September 21 – December 1, 2019

The View from Here is a two-part installation located at 259 Lake Shore Blvd E and Union Station’s Oak Room. Here, Jacob’s extensive collection of rare books, published since 1872, is paired with his contemporary photographs, elucidating different representations of Toronto—a city where the very question of place is deeply layered, complex, and contested. Official government documents project future visions of the city; edited volumes of criticism gather scholarly accounts of an ever-changing urban centre; independent and counter-culture publications offer perspectives from diverse communities. Each document, account, and publication contributes to the different ways in which the municipality has imagined itself and been envisioned by others.

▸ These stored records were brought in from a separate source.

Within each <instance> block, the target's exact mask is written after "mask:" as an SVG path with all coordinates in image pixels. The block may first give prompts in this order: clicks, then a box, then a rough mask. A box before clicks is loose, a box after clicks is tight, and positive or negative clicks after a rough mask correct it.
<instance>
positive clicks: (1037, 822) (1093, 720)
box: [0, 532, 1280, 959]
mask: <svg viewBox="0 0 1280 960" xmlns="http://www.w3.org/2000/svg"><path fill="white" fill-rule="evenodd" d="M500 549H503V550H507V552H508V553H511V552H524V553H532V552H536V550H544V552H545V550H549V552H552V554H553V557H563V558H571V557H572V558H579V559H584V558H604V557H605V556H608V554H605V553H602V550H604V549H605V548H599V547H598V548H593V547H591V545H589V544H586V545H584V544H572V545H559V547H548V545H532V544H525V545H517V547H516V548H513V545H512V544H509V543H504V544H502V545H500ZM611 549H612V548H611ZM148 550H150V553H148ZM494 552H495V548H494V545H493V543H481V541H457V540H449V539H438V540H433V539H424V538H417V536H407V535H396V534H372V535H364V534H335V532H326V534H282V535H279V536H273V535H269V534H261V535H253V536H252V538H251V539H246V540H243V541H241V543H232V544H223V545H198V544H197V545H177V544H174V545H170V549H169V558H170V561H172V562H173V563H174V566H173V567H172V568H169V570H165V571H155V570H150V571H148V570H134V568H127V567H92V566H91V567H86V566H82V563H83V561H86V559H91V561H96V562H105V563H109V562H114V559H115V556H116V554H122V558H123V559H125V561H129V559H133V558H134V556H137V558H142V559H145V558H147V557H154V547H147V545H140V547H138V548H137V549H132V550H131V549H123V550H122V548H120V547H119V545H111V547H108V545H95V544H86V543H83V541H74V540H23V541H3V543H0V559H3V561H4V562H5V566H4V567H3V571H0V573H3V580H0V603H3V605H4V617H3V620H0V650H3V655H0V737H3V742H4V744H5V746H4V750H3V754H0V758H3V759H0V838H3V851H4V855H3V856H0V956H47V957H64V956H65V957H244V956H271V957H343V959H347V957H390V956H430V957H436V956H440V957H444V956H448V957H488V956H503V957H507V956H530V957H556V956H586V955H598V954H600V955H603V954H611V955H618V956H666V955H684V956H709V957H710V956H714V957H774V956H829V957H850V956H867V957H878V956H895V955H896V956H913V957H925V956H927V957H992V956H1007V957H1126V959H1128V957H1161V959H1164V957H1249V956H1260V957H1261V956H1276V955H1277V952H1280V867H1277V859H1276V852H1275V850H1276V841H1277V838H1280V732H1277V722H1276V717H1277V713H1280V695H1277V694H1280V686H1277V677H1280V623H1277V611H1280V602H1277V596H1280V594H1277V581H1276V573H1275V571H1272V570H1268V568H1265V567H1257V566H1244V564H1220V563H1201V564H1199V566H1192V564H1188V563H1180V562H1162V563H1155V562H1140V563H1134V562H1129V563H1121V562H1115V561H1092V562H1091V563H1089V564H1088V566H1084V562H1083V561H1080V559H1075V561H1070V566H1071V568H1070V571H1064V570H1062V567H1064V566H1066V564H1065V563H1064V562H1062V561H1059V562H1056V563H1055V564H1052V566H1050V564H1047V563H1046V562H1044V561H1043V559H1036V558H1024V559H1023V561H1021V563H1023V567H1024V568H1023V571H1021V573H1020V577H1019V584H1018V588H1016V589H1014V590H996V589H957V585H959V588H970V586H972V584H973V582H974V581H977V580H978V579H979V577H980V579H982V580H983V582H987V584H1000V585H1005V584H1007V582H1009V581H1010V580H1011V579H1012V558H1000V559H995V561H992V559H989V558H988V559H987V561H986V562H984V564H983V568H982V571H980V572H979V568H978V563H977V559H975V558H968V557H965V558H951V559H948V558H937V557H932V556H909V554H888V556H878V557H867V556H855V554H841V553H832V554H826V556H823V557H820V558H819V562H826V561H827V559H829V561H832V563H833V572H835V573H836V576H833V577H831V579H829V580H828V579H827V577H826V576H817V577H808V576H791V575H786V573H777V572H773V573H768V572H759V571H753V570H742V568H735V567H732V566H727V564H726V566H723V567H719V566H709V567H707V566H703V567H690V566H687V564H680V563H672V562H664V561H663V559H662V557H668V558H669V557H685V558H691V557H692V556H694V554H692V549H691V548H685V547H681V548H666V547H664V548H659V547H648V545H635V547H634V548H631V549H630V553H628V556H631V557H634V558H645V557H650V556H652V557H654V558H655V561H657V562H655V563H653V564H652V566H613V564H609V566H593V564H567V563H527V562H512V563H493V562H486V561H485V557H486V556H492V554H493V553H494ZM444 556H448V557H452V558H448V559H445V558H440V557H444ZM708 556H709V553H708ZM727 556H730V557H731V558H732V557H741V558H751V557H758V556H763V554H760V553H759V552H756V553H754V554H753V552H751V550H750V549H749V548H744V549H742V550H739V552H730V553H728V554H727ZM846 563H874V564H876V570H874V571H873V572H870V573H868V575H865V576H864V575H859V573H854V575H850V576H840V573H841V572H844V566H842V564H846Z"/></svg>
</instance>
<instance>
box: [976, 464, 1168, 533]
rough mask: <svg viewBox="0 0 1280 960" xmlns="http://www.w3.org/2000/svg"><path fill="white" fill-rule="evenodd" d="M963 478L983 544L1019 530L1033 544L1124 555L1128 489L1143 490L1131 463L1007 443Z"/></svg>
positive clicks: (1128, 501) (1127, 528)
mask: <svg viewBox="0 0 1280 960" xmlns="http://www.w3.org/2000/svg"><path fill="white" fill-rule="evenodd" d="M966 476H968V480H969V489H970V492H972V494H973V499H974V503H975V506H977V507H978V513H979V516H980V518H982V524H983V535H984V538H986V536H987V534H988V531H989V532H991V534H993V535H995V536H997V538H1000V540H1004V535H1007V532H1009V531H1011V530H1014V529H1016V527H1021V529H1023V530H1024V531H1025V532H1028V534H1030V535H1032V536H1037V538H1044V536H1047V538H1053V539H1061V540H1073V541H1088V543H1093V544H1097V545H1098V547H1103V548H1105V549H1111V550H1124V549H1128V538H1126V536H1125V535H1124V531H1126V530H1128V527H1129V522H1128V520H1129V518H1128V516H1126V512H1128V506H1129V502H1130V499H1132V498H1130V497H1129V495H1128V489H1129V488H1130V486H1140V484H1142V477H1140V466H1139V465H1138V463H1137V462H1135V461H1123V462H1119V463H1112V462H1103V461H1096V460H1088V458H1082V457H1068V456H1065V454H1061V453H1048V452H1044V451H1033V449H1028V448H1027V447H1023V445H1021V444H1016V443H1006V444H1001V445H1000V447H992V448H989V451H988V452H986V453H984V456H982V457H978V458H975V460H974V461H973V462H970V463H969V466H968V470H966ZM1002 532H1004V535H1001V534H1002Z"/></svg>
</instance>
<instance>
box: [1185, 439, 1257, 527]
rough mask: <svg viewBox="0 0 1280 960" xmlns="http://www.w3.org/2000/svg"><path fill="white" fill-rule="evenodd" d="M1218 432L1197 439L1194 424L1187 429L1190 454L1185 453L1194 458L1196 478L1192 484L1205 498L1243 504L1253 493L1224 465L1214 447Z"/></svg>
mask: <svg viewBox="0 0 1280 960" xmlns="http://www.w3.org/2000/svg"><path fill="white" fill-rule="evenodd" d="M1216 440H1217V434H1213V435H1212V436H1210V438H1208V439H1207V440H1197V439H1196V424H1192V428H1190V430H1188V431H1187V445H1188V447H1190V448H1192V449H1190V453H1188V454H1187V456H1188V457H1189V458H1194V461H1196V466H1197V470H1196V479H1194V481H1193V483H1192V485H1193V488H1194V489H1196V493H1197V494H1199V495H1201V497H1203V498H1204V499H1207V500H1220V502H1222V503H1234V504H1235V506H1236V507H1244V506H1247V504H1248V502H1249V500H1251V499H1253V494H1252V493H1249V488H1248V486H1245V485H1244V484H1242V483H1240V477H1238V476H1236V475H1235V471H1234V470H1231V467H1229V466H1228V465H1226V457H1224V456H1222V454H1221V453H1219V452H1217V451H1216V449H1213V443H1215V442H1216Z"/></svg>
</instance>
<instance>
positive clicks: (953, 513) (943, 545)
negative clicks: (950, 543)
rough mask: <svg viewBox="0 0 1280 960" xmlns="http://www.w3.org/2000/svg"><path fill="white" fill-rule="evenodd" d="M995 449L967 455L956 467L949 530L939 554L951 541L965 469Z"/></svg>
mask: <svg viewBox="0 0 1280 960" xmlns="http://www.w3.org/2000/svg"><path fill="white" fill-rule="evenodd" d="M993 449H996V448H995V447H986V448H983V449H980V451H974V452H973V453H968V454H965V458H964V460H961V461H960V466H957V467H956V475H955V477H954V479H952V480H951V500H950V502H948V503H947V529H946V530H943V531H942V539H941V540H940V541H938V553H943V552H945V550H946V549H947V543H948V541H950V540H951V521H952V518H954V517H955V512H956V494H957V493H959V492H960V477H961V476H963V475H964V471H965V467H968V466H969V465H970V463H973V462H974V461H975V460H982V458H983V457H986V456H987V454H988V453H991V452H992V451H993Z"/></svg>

Commissioned by the Toronto Biennial of Art and co-presented by Toronto Union with generous support from the Toronto Arts Council.

Bio

Luis Jacob (born in 1970, Lima, Peru; lives in Toronto, Canada) is an artist and curator. Since participating in documenta 12 (2007), he has achieved an international reputation with exhibitions at The Corner at Whitman-Walker, Washington, D.C. (2021); the Museum der Moderne, Salzburg (2019); the Württembergischer Kunstverein, Stuttgart (2019), the Toronto Biennial of Art (2019); La Biennale de Montréal (2016); Tanya Bonakdar Gallery, New York (2015); the Taipei Biennial (2012); the Generali Foundation, Vienna (2011); the Solomon R. Guggenheim Museum, New York (2010); the Kunstverein Hamburg (2008); and the Power Plant Contemporary Art Gallery, Toronto (2008).

Exhibition Site

259 Lake Shore Blvd East

The life of this nondescript building reveals the area’s economic history. Its first tenant in 1945, the Standard Chemical Company, produced methanol, formaldehyde, and charcoal. A railway line to the south tethered the site to the movement of goods. By 1954, the building was divided into a warehouse and a showroom, a configuration that remained intact over the course of various leaseholders, including oil and electrical supply companies and a series of car dealerships. (The advertising of its most recent tenant, Volvo, is still visible on the façade.) This building’s fate is indeterminate, as real estate development is increasingly filling the voids left by industrial decline.